In a recent study, 45 species of crop and weed plants were screened for their susceptibility to P. capsici. Although 22 crop species succumbed to the disease, 14 did not.
Mohammad Babadoost, a plant pathologist in the College of Agricultural, Consumer and Environmental Sciences, believes that rotating the 14 resistant vegetable varieties may serve to wait out the pathogen until it is safe to once again plant pumpkins or other crops susceptible to P. capsici.
"Crop rotation is already being used by pumpkin growers as an important component of disease management," Babadoost said. "Most pumpkin growers in Illinois follow at least a short-term crop rotation. However, most growers have experienced heavy losses when carrot, lima beans, pea, pepper, snap bean, and tomato were grown prior to pumpkin."
In order to make crop rotation a successful solution to waiting out the pathogen, a critical question remains to be answered: How long does the pathogen stay alive in the soil?
"Unfortunately, we don't know how long," Babadoost said. "Currently, I have a graduate student investigating that. We are trying to work out the problem piece by piece, then develop effective strategies to manage this disease. Definitely, the study that [Donglan] Tian completed provided us with very valuable information in dealing with this destructive pathogen."
Soybean, corn, and wheat, the major crops grown in Illinois, did not become infected, and there is no report indicating that these crops are hosts of P. capsici. The other 11 vegetable crops that, when inoculated with P. capsici, did not develop symptoms of the disease are basil, broccoli, cabbage, cauliflower, celery, chive, dill, kale, kohlrabi, mustard and parsley.
The 22 vegetable crop seedlings that became infected and developed symptoms of the disease in the study are: beet, carrot, eggplant, green bean, lima bean, radish, snow pea, spinach, Swiss-chard, tomato, turnip, onion, pepper and a long list of vine vegetables including pumpkin, cantaloupe, cucumber, gourd, honeydew melon, muskmelon, squash, watermelon and zucchini.

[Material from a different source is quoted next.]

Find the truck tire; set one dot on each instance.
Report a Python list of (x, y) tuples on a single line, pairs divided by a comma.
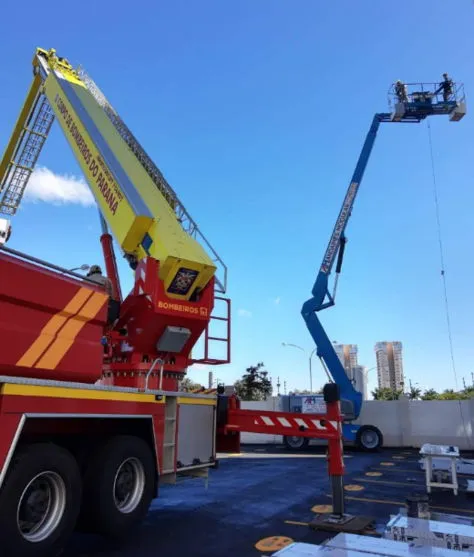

The incidence of fruit rot on pumpkins caused by P.capsici has dramatically increased in Illinois, causing yield losses of up to 100 percent. "Jack-o-lantern pumpkin is an important crop in Illinois, and approximately 90 percent of the commercial processing pumpkin produced in the United States are grown in Illinois," Babadoost said. "So this is an economic problem for the state."
Babadoost and Donglan Tian, a graduate student in crop sciences, completed the study, which appears in the May issue of Plant Disease, a journal of the American Phytopathological Society. The research was supported in part by funds from North Central Region Sustainable Agriculture, Research and Education, the Illinois Department of Agriculture and Nestle Food Inc.